The identified oscillations do not correspond to the distinct pattern of frequency bands that are described in the literature (Akselrod et al., 1981; Bracic & Stefanovska, 1998; Pomeranz et al., 1985). Linking the circulatory frequency distributions to the overall complexity of circulatory signals, no reduction of such is identified. Either the complexity is not reduced with cardiac surgery, or our method is not able to identify it. One case showed a 25‐s oscillation that is present preoperatively (1A) and not postoperatively (1B, 1C, 1D). The oscillation is found in all three variables, and additionally in the amplitude of the PPG (PPG‐iAmp). It has a frequency of 0.04 Hz, corresponding to the limit between low frequencies and very low frequencies (Task Force of the European Society of Cardiology & the North American Society of Pacing & Electrophysiology, 1996). According to the literature, low frequencies reflect baroreceptor activity, but findings are inconsistent regarding whether this activity is mediated by the sympathetic or the parasympathetic nervous system (Shaffer, McCraty, & Zerr, 2014; Task Force of the European Society of Cardiology & the North American Society of Pacing & Electrophysiology, 1996). Patient 8 showed loss of oscillations in iHR with surgery and return of an oscillation in situation D that is present in all variables. The oscillation in 8D has a frequency of 0.007 Hz, corresponding to the ultra‐low frequency band. The physiological correlate to ultra‐low frequencies is insecure. This study was not designed to explore underlying physiological mechanisms of identified oscillations.
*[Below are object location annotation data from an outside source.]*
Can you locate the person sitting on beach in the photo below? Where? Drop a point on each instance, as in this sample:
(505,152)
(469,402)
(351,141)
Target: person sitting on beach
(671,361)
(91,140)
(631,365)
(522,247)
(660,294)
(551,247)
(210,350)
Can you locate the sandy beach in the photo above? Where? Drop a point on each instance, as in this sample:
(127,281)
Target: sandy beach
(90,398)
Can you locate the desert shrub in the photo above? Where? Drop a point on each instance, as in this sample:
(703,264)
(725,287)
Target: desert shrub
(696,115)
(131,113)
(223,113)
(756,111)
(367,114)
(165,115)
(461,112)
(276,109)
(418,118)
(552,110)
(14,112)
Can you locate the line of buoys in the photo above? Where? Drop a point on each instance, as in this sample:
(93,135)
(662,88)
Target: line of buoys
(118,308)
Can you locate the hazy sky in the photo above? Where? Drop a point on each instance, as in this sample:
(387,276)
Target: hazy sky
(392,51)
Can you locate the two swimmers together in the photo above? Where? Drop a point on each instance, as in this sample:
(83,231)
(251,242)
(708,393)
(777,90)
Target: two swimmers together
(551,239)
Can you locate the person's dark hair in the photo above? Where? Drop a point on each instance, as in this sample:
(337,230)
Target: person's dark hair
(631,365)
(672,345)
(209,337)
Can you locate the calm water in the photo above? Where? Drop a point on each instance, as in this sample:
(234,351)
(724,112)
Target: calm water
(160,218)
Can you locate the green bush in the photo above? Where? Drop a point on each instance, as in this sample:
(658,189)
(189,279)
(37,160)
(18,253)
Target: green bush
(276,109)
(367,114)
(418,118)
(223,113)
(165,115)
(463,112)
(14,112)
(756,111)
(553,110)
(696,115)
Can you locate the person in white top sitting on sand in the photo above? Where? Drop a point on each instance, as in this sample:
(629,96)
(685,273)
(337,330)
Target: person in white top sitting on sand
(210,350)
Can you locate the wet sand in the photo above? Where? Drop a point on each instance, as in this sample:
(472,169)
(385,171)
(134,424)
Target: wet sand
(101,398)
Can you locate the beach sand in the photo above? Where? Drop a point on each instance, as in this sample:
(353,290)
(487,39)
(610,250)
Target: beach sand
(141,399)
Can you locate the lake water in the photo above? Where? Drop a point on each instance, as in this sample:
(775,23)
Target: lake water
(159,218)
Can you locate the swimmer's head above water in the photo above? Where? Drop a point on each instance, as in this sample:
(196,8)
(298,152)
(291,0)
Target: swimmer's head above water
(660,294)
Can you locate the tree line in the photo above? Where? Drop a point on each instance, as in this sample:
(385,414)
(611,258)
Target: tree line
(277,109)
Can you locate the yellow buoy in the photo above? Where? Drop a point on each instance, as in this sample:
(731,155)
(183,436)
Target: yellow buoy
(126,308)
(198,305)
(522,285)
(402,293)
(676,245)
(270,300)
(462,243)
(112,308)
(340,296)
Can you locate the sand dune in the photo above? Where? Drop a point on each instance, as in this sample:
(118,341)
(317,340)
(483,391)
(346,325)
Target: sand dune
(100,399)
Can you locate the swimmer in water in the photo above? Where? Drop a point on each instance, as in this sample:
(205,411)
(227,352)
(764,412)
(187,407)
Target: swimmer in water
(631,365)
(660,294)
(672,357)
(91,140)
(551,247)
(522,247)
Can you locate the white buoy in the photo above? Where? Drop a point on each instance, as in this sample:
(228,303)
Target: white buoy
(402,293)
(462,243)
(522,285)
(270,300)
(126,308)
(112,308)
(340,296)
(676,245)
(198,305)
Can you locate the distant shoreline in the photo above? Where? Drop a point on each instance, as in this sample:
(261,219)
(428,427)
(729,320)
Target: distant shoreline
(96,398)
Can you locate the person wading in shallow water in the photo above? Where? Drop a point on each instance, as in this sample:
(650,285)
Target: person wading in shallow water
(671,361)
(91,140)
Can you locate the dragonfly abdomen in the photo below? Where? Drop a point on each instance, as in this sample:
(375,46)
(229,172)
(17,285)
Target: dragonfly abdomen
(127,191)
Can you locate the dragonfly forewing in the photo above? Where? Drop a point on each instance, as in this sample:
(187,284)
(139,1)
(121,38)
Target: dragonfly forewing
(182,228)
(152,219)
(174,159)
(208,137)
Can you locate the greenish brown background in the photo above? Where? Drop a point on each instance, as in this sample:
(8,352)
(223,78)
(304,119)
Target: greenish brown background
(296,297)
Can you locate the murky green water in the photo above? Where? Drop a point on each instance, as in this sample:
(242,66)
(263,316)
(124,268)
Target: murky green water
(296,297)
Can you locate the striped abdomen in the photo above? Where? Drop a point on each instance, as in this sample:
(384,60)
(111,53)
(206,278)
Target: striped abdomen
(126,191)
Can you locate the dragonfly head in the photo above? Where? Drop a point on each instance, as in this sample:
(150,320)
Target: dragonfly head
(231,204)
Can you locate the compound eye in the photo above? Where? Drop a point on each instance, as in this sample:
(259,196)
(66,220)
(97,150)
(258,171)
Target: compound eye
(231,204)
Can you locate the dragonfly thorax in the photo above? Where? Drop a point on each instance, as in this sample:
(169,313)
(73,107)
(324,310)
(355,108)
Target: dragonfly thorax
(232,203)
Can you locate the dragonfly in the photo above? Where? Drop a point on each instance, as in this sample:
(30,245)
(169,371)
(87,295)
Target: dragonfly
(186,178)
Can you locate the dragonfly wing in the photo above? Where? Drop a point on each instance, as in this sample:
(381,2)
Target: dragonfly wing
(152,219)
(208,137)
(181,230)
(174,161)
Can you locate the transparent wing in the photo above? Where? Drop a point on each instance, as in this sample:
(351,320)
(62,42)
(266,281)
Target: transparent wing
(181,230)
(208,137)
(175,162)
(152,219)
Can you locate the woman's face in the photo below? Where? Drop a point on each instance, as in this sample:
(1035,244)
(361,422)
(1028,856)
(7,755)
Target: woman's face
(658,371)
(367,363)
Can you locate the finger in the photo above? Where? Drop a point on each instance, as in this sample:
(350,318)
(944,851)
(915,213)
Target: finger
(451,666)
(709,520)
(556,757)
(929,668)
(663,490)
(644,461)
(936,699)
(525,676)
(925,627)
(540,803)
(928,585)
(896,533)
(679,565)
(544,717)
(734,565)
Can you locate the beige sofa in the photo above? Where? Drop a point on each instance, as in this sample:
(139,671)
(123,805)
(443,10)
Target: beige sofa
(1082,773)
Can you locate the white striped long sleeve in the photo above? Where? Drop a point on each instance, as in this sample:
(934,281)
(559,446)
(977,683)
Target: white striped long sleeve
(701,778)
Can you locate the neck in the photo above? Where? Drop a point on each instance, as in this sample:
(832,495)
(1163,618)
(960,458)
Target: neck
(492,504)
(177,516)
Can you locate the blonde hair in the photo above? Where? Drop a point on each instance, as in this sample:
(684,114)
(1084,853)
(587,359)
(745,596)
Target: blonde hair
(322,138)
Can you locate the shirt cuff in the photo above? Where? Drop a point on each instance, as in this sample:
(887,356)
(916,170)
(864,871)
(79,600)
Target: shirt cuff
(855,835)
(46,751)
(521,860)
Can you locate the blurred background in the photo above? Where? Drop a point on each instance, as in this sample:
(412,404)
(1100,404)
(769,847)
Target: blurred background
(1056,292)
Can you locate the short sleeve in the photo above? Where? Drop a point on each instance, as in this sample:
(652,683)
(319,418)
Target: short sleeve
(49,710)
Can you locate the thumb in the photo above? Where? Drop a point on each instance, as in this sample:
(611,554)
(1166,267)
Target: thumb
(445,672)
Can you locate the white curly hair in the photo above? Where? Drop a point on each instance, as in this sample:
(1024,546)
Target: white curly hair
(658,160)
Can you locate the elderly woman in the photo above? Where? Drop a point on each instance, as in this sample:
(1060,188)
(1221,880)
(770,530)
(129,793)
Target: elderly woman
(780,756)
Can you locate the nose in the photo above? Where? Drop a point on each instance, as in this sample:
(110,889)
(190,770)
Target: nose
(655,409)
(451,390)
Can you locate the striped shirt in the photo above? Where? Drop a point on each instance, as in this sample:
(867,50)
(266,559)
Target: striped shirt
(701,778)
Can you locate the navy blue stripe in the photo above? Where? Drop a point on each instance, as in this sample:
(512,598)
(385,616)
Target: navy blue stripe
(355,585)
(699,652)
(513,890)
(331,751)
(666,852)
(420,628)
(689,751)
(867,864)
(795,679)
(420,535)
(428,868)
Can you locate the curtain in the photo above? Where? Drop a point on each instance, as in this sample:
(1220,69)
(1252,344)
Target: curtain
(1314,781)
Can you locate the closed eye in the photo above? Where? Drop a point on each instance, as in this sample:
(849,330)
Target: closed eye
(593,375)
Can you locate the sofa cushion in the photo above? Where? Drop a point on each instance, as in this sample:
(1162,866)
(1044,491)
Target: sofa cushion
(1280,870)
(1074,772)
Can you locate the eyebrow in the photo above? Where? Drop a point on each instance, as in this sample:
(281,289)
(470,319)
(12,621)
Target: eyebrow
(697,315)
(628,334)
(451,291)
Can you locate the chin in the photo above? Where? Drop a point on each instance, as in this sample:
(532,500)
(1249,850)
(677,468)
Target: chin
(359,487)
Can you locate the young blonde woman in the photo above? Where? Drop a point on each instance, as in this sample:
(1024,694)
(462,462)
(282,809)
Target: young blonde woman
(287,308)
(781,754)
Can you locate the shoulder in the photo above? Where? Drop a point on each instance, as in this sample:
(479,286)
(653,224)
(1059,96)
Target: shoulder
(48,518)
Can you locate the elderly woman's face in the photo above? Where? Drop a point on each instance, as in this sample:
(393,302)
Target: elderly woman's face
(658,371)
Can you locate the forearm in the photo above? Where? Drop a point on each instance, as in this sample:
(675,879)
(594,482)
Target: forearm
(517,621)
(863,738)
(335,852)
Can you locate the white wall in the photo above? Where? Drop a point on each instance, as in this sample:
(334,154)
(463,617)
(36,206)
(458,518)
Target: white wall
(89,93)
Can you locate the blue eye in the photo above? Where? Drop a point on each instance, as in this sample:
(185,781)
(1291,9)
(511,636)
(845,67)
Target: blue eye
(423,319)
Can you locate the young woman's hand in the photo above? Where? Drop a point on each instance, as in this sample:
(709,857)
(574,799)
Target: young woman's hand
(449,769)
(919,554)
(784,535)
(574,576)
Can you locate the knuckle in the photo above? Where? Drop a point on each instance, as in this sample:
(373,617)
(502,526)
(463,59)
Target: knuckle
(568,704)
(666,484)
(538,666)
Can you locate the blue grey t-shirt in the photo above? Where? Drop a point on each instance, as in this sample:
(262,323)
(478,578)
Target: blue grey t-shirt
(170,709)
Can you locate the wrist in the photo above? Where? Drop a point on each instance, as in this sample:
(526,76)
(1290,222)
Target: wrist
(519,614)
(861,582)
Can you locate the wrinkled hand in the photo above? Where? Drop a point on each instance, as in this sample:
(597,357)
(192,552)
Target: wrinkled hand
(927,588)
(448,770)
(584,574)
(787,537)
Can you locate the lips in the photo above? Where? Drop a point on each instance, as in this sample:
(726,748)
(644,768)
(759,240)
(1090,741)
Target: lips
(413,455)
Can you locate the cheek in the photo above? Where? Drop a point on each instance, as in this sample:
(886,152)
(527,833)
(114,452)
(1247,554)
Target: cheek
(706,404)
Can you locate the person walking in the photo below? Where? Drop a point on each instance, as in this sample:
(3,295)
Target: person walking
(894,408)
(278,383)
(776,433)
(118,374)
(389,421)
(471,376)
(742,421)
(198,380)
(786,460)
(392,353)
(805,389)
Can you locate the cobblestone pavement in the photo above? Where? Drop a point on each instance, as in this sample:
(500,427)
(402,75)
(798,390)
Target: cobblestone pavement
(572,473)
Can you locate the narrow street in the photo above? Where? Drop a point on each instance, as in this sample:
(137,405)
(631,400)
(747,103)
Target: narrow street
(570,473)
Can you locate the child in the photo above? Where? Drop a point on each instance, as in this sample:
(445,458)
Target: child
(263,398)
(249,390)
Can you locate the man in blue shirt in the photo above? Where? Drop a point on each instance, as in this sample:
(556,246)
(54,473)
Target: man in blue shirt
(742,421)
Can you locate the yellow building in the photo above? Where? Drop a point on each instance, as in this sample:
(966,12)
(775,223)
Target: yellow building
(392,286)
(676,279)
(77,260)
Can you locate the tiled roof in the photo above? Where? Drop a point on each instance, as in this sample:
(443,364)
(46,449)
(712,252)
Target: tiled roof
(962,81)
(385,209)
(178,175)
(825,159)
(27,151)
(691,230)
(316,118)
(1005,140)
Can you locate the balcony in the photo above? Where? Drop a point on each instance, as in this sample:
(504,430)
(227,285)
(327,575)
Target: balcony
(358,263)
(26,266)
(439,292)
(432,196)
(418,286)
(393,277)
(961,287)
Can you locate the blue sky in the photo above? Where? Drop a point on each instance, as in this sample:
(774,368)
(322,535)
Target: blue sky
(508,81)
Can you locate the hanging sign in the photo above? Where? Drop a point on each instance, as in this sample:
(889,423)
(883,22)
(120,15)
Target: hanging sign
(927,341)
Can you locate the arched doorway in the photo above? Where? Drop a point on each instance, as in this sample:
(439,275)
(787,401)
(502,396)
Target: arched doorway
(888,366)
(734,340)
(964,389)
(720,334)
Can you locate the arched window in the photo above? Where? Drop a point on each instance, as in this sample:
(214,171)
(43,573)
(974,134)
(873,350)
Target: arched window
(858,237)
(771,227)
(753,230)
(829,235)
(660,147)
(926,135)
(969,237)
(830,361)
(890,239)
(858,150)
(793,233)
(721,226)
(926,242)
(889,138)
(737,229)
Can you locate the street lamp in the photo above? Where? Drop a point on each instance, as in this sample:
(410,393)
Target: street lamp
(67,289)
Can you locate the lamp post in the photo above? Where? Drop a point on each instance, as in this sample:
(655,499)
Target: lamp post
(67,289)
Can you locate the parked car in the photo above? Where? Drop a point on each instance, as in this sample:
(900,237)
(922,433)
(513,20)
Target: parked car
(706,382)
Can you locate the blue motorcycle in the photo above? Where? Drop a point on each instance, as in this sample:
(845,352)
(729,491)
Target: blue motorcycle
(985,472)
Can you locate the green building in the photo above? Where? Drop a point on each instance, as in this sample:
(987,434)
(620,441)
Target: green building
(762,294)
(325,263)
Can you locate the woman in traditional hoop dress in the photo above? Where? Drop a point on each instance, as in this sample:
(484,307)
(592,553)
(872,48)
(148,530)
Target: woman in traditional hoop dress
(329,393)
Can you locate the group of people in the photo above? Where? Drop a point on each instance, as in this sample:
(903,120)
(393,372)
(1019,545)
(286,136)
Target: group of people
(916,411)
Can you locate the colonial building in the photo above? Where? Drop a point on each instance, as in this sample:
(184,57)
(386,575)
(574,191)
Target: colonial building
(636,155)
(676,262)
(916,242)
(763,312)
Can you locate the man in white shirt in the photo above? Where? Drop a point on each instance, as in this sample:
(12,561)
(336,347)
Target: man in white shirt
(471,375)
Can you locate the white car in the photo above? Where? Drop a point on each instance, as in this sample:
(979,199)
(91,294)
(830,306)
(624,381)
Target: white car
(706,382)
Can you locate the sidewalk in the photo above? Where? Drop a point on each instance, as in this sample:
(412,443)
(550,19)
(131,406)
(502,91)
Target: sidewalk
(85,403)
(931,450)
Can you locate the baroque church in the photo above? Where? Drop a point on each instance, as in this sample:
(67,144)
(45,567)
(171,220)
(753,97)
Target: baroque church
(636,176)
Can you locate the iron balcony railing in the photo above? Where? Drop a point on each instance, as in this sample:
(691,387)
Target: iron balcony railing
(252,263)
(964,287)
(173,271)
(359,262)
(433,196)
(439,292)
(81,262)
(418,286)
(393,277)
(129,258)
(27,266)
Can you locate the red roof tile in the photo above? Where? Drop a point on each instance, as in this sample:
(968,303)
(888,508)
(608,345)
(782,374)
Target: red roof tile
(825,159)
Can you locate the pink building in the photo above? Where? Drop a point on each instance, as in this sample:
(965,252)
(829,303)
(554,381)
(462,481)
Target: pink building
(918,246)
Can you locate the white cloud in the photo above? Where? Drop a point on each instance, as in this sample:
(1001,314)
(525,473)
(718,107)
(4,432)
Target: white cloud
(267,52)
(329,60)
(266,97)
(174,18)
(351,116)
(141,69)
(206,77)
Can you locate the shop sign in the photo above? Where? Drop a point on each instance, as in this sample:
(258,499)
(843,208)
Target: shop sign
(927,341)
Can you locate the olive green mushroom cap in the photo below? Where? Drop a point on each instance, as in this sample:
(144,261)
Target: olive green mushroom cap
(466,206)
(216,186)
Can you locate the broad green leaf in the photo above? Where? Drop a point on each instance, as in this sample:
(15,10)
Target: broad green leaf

We are developing methods for analyzing biological signals, both focusing on preprocessing and choice of analyses. We find that there are several challenges related to analyzing biological signals, mainly related to noise‐handling. We have identified a case where noise is misinterpreted as an oscillation. This leaves us wondering which of the identified oscillations are true physiological oscillators, and which represent methodological errors. As we are not able to provide completely noise‐free recordings in controlled settings of bedbound patients, we believe that tools meant for clinical use must be robust for noise. Thus, the algorithms must either remove all noise, or the results not being affected by the presence of it. We did not identify the distinct frequency bands that are reported in the literature (Shaffer et al., 2014; Task Force of the European Society of Cardiology & the North American Society of Pacing & Electrophysiology, 1996). Noise could be the problem here as well. However, the signals are mostly noise‐free, so we would expect to identify the oscillations if they were present. This raises the question if the use of strict frequency intervals is a simplification of a highly complex and variable field. Features that are incorporated in biological signals, such as nonlinearity and nonstationarity, are challenging when analyzing them. We have earlier addressed the challenge by applying Fourier‐based analyses to such signals, suggesting the data‐driven Hilbert–Huang Transform as a better approach (Knai, Kulia, Molinas, & Skjaervold, 2017). However, the Hilbert–Huang transform is hampered by being computationally challenging and requiring thorough validation. If the developed methods at some time point are meant to be used real‐time, for instance in intelligent alarm systems, the chosen analyses should be quick and easily adaptive to different biological signals. In this work, visual inspection was required to secure that the algorithms applied correctly and to validate the results, identifying the case where noise was misinterpreted as an oscillation.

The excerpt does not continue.